En ma qualité d’ami et de confrère graveur partageant le même courant de pensée, il m’est difficile d’écrire sur une gravure de Jean-Pierre. Mes impressions ont toutes les chances de différer de ses intentions. Si quelqu’un devait écrire sur mes propres œuvres, j’aimerais surtout que son regard me révèle la part inconsciente de ma création.
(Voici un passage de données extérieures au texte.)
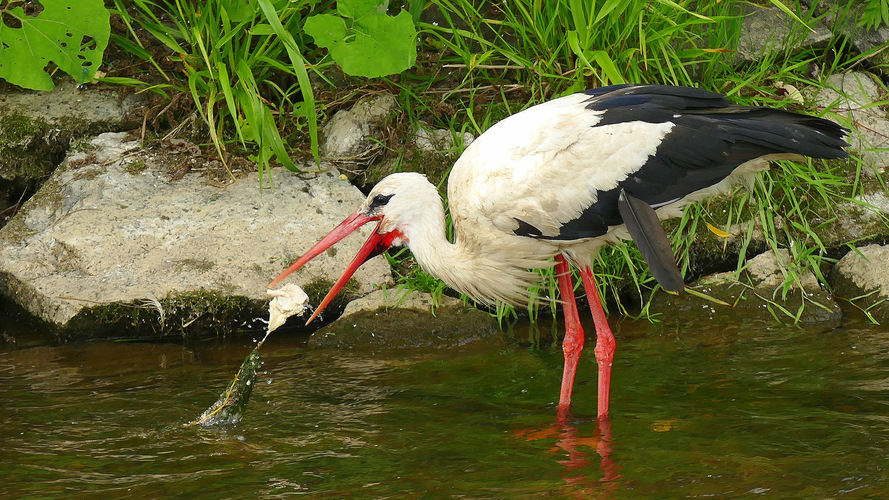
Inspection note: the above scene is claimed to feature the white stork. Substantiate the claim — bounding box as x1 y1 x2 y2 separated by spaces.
269 85 848 418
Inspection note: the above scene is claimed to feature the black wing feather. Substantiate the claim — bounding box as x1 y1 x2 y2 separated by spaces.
516 85 848 240
617 189 685 292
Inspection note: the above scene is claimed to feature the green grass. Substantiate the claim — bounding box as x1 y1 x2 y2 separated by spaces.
106 0 886 326
114 0 318 178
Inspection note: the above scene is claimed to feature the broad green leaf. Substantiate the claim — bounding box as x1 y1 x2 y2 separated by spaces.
303 14 346 48
304 10 417 78
0 0 111 90
336 0 389 19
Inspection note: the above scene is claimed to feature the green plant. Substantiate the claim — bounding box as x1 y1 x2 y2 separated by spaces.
858 0 889 30
109 0 318 178
304 0 419 78
422 0 740 96
0 0 111 90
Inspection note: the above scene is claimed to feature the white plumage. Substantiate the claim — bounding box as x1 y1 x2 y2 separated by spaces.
270 85 846 417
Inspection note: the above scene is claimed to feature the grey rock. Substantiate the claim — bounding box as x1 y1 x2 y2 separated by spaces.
807 73 889 175
0 82 145 185
0 133 390 336
830 245 889 322
321 94 398 163
737 4 833 61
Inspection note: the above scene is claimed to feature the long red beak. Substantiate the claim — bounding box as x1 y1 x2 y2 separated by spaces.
269 212 398 325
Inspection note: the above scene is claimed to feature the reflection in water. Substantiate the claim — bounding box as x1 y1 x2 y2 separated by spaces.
513 412 621 498
0 312 889 498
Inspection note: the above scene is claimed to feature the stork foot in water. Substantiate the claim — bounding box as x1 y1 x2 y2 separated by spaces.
556 255 615 421
269 85 848 423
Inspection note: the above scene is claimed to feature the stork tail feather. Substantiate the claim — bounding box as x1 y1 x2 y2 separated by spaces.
617 189 685 292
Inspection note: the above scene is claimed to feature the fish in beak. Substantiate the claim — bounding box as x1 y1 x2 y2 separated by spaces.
269 209 400 325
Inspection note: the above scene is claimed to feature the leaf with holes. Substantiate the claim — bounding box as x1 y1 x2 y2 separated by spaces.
303 0 417 78
0 0 111 90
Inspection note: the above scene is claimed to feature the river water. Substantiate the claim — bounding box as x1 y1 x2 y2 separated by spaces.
0 306 889 498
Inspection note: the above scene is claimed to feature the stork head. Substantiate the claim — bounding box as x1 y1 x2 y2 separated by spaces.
269 172 441 324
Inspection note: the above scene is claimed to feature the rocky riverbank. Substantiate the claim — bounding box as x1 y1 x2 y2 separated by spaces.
0 3 889 345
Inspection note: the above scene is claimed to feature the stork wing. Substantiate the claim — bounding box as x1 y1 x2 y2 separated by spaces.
449 85 847 244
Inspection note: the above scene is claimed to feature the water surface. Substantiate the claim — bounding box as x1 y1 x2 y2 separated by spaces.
0 310 889 498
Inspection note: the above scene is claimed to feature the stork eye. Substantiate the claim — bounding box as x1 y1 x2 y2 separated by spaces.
370 194 395 208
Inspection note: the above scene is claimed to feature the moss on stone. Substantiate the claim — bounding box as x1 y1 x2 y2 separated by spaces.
59 290 266 340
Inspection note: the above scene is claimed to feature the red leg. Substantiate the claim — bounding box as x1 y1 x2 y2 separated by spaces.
556 255 583 421
580 267 615 420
Jean-Pierre fait partie du cercle des artistes sensibles au message engagé et toujours d’actualité de cette grande œuvre de la Renaissance qu’est La nef des fous de Sébastian Brant, version populaire du savant traité Eloge de la folie d’Erasme de Rotterdam. De Hieronymus Bosch, Pieter Brueghel, Albrecht Dürer et Hans Holbein aux artistes contemporains, aux graveurs du fantastique, comme le grand artiste slovaque Albin Brunovski, ce thème reste toujours aussi attractif car la folie humaine ne change pas, quelles que soient l’époque, l’ambiance et les apparences.

Cependant, Jean-Pierre a gravé une vision différente de La nef des fous. Il n’en offre pas une représentation d’exégète. Il ne nous fait pas la revue des folies individuelles et des vices humains décrits dans les 96 poèmes de Brant qu’Albrecht Dürer fut le premier à illustrer avec 96 gravures sur bois. Jean-Pierre nous montre l’image de la folie de l’ensemble des humains. Sa gravure figure un océan agité au milieu duquel la nef fait plus penser à une île qu’à un bateau. Une île à deux troncs dont la couronne porte une toile de corps humains aux poses grotesques et entrelacés de la manière caractéristique dont il dessine une grande partie de ses sujets. Il semble nous dire que ce qui importe ce n’est pas tant que les gens soient corrompus, exaltés, passionnés et fous, mais bien que le monde est fou et qu’il est gouverné par cette épidémie.

Cette gravure de grand format est, comme toujours chez Jean-Pierre, magistralement réalisée, avec un métier sans faille, artistiquement persuasive et riche en nuances.